S. sclerotiorum, as a significant plant pathogen, causes severe economic losses to various crops, including Brassica napus. The long-term use of chemical fungicides has led to problems such as the development of pathogen resistance, environmental pollution, and adverse effects on human health. For instance, S. sclerotiorum has already developed high-level resistance to benzimidazole and dicarboximide fungicides worldwide [49]. Consequently, there is a growing concern for the development of new, safe, and effective fungicides to prevent and control SSR. Both sodium selenite and cuminic acid are environmentally friendly compounds, and the development of their combination as a fungicide not only holds great significance for the control of S. sclerotiorum but also contributes to reducing environmental pollution and promoting sustainable agricultural development.

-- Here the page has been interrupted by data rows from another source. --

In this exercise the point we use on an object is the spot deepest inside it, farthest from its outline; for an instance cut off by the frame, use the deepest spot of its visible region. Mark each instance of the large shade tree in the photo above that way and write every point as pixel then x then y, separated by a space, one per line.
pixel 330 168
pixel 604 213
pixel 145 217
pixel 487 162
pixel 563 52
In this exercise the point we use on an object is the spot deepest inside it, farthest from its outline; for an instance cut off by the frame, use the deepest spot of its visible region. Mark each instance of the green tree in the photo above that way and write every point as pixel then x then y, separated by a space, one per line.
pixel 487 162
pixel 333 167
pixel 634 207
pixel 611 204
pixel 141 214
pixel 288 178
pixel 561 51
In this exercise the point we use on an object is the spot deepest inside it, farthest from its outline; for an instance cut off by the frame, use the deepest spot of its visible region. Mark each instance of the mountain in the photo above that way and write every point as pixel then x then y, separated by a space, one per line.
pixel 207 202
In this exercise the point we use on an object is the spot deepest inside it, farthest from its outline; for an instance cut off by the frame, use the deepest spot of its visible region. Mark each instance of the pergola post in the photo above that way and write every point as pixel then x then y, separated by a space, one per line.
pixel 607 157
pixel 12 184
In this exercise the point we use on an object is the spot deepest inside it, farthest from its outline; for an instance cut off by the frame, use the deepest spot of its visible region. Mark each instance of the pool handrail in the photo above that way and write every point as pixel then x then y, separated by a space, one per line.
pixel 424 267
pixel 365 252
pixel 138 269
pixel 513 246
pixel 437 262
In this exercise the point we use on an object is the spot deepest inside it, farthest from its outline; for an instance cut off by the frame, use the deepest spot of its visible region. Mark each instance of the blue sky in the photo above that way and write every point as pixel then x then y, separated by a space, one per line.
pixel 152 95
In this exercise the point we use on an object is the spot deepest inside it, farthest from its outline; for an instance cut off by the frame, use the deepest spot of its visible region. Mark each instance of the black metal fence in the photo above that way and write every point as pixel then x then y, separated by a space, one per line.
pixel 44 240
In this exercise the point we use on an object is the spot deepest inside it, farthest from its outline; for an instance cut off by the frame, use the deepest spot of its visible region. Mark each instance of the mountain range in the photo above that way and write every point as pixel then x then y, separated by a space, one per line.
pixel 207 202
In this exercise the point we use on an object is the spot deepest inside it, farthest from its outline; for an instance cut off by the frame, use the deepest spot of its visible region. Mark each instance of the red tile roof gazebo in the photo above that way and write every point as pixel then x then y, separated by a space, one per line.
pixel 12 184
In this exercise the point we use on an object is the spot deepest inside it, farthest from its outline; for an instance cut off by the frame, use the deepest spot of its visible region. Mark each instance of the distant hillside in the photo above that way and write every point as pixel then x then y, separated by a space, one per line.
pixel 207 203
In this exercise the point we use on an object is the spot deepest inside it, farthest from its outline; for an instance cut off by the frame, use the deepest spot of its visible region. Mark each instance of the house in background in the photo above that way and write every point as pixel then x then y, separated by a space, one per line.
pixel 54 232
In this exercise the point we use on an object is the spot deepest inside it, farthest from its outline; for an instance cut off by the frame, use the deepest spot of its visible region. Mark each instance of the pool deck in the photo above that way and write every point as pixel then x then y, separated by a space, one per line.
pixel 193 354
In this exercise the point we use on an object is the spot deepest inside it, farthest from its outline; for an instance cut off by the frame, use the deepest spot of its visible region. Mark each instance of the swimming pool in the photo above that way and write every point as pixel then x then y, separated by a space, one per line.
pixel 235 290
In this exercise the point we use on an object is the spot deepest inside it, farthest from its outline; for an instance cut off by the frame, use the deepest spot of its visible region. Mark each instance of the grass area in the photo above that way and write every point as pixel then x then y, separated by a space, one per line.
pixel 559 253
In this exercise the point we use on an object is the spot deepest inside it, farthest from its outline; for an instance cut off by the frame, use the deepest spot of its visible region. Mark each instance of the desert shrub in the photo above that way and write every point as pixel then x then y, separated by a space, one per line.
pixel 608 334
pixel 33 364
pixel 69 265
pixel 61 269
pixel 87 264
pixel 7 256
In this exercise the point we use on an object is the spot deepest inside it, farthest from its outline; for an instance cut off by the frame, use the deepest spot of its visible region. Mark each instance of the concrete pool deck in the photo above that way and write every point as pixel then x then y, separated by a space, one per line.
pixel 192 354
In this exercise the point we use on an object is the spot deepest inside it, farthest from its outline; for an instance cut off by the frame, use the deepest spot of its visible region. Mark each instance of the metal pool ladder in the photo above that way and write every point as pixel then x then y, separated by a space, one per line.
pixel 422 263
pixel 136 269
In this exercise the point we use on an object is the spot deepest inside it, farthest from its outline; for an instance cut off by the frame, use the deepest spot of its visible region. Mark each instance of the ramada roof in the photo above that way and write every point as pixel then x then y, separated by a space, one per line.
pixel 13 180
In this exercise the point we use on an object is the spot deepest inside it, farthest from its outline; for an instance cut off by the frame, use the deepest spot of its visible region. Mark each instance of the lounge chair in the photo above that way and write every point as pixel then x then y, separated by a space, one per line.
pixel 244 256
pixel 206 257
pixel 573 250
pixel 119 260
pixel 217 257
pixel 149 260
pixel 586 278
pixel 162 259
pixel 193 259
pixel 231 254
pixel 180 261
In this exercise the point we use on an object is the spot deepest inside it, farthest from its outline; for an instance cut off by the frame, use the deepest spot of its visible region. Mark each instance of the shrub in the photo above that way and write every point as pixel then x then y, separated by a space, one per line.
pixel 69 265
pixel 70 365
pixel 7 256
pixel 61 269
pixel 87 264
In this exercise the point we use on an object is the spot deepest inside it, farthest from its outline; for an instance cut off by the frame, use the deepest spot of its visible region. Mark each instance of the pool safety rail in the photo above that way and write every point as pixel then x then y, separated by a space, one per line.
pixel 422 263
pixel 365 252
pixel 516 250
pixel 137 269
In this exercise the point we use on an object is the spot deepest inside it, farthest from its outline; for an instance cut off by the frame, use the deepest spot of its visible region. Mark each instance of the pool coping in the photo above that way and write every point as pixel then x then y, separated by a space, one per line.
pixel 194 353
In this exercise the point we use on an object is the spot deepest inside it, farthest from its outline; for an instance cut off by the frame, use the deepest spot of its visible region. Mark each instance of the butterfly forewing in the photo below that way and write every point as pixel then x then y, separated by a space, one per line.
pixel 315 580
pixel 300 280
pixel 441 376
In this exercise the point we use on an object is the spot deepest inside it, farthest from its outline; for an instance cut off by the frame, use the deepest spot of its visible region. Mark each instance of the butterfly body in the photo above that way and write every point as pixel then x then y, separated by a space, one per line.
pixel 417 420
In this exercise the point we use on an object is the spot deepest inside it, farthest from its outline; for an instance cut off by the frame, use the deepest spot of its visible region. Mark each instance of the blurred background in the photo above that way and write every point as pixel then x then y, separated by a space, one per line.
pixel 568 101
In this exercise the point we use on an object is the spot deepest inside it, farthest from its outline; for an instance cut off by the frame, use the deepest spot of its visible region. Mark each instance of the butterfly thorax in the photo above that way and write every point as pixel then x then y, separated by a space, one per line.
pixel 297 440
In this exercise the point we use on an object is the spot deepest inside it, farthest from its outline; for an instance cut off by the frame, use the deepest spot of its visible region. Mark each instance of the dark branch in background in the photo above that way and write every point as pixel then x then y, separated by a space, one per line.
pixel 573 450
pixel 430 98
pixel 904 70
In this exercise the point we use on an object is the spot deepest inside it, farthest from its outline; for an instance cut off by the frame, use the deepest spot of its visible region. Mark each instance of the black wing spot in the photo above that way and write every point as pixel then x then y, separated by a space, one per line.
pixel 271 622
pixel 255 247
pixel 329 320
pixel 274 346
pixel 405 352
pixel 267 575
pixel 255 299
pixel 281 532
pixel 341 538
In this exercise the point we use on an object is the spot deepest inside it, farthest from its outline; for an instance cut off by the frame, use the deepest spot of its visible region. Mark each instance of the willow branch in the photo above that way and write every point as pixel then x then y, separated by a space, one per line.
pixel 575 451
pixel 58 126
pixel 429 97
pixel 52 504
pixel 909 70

In this study, we observed that sodium selenite exhibited a significant inhibitory effect on the mycelial growth of S. sclerotiorum. This finding is consistent with previous studies reporting that Se inhibits the mycelial growth of S. sclerotiorum [14]. Cuminic acid demonstrated a more pronounced inhibitory effect on the mycelial growth of S. sclerotiorum compared to sodium selenite. Sclerotia, an important survival form of S. sclerotiorum, exhibit strong adaptability to adverse environments and can survive in the soil for up to 8 years [50]. Therefore, it is highly necessary to investigate the inhibitory effects of agents on the sclerotia of S. sclerotiorum. In our study, sodium selenite effectively inhibited the formation of sclerotia in S. sclerotiorum, whereas cuminic acid showed no significant inhibitory effect. Previous research has also indicated that selenite can prevent sclerotial development [14]. Thus, the combination of sodium selenite with cuminic acid may represent a highly effective control strategy for SSR.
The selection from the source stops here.